|Fan Brycheiniog from
|Estimated net time||3-3½ hours.|
|Drinking water||The water in the river by trail head is potentially OK to drink.|
|GSM coverage||Coverage throughout the route, except by trail head (April 2013).|
|Parking||Room for many cars at car park by trail head.|
|Start height||212 metres|
|Vertical metres||680 metres for the roundtrip.|
|Trip distance||11.6 km|
|GPS-file||X (descent only)|
Assume your starting point is the round-about where roads A40 and A470 intersect, west of the town Brecon in southern Wales. Drive road A40 west, approximately 12.0 km and turn left onto road A4067, signed for Swansea. Drive approximately 15.4 km and turn right onto a car park just as you enter the flat section of the valley. Park at the large car park.
Start your hike by walking towards the foot bridge that crosses the river running parallel with the road. Follow small signs for public footpath around the farm, on the east and north sides, and then follow the path as it climbs north-west towards Fan Brycheiniog's south ridge. Follow this path all the way to the summit, which is marked by a concrete cairn.
Descend by reversing your ascent route.
13. April 2013
I had driven to Brecon the night before and was eager to start the week-end's pursuit of the 50 most prominent tops in Wales, and get going immediately after Saturday breakfast. After a traditional British breakfast I set off south to Glyntawe, with the knowledge that the grey sky wasn't going to get any better the next hours.

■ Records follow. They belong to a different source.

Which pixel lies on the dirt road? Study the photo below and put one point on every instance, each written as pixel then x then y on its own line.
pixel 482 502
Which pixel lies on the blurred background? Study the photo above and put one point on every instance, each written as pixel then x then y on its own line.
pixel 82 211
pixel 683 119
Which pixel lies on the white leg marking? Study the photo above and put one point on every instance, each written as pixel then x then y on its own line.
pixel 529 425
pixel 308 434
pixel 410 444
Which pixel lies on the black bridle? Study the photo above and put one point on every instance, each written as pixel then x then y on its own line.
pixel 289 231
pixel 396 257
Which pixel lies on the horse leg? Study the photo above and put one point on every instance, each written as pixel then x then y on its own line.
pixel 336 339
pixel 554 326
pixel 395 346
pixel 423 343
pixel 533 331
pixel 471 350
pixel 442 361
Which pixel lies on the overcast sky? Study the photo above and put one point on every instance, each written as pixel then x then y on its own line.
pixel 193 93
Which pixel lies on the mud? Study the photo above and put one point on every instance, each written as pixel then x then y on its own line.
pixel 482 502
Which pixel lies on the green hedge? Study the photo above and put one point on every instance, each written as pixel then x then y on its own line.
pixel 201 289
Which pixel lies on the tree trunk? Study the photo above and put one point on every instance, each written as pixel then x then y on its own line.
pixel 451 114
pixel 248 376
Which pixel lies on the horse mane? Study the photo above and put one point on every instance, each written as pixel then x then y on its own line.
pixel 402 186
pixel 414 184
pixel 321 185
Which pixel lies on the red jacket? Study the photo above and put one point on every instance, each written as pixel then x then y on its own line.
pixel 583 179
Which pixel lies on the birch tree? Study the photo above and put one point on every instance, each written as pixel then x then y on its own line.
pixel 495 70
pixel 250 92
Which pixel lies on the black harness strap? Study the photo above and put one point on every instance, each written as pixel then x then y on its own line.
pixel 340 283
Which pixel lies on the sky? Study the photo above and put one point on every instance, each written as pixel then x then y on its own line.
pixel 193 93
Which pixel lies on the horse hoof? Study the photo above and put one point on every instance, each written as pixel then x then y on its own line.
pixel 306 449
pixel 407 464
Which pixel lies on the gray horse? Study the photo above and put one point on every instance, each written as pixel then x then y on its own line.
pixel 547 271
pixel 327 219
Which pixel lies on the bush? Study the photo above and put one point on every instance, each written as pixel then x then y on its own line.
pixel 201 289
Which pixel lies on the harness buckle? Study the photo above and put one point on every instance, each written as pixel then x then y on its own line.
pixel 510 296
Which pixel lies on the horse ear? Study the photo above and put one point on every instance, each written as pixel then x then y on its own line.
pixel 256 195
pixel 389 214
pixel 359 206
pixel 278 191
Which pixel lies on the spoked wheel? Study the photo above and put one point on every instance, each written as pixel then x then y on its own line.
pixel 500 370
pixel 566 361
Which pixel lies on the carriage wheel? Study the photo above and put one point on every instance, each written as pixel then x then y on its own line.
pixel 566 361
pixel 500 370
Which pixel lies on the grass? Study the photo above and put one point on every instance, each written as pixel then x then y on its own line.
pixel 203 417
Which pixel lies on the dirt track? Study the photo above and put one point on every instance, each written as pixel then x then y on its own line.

I located the planned trail head, but after 100 metres along the path I concluded that this wasn't a route that would take me to the summit, so returned to my car and started to look for alternative trail heads. After messing around for a while I ended up at the camp site a little further south, and after some messing around from this trail head I eventually got myself in the right direction.
As I made my way up the gentle slopes of Fan Brycheiniog the weather gradually got worse and worse, with the wind picking up and the rain changing from light to heavy, and the visibility got down to a few tens of metres. I was therefore a little surprised when I met two soldiers coming up from the valley, and I assume they were just as surprised to meet a hiker.
My summit stop was short, as there wasn't much to be seen, and the fine slate shelter close to the summit was definitely the highlight in terms of views.
As I was descending I decided to see where the path I had followed in the second half of my ascent would take me, and my suspicion was that it would take me down to my original trail head. And when I got below the clouds, after having met a group of 6-7 hikers, I got my suspicion confirmed. This gave me a boring 1.3 km walk along the road and back to my car, but was worth the cost since I was happy to have found the correct trail head. Next on the agenda was to get back to the hotel for some lunch (ended up getting fish&chips from the local chippy), and plan the next wet hike.